Currently, I do all of my office suite work with Google Docs, and it works very well (of course, I work for Google, so I don't have to exchange MS Office files with others).
I use LibreOffice and I don't normally have to exchange MS Office files with others either. That doesn't mean I think Google Docs on Android is an Office replacement. It's not equivalent feature-wise, and last time I used the Android app it was even more limited, slow, and clunky than the web app. I do use Google Docs for some collaborative documents, I don't think it's useless, but it's not MS Office.
Google Drive. All your files in all your devices, all the time. Works really well (other than I'm anxiously awaiting a Linux client). Or you could use Dropbox or similar -- which has a Linux client, actually.

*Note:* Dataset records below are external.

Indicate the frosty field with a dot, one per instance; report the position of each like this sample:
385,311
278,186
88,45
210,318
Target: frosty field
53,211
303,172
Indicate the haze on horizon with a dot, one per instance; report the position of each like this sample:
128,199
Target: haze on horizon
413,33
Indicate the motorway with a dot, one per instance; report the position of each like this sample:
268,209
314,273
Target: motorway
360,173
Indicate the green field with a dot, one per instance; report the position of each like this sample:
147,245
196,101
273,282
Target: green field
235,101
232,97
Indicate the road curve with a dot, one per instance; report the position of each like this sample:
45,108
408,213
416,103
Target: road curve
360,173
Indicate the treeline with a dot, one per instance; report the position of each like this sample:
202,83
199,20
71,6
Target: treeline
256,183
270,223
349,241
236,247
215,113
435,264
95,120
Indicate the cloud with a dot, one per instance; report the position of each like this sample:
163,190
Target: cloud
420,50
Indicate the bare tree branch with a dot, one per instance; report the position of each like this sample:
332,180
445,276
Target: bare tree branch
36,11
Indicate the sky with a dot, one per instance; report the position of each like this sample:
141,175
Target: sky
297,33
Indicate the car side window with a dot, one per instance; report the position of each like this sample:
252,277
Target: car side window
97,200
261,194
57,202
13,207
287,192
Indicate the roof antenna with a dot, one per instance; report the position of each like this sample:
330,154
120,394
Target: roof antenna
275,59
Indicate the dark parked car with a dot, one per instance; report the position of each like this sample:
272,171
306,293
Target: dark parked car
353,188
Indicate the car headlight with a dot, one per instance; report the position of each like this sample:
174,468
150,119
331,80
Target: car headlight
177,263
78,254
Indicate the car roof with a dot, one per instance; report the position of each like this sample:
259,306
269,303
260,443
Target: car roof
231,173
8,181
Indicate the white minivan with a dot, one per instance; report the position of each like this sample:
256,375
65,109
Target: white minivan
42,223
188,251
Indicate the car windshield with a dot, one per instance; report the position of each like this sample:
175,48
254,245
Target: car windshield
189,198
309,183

That's nice, but I wasn't really talking about cloud solutions. Sometimes, you know, I don't want to use the cloud, or put my files on the cloud. Maybe I just want to directly transfer a file. Maybe I want to transfer a file that I didn't know I'd want to transfer and didn't stick in my cloud-synced folder. Google Drive is fine on my tablet, but then I don't use my tablet for actual work. I tend to use a combination of Google Drive and SMB on my laptop.
Printing isn't straight-forward.
Google Cloud Print makes it very straightforward, and enables printing to printers physically far away if you want (I do that from time to time, printing stuff at home while I'm at work, etc. A few weeks ago, I even printed a document for my mom, who lives in another state, on her printer).
I haven't played with that extensively, but it looks like integration with Android is still non-existent and relies on third party apps that seem kind of limited. With any of those apps, can I do print previews, enable duplex printing, print from a range, switch between coloured/monochrome, and do all of that quickly, with a large-screen formatted interface (as in, no constant jumping around between screens)? Are any of them FOSS or is there any other reason I should trust them with my documents?
I wouldn't want to try that on any tablet. It'd be like programming through a porthole.
Yeah, that's why I mentioned it as a potential plus for the Surface. You can program on an Ultrabook if need-be.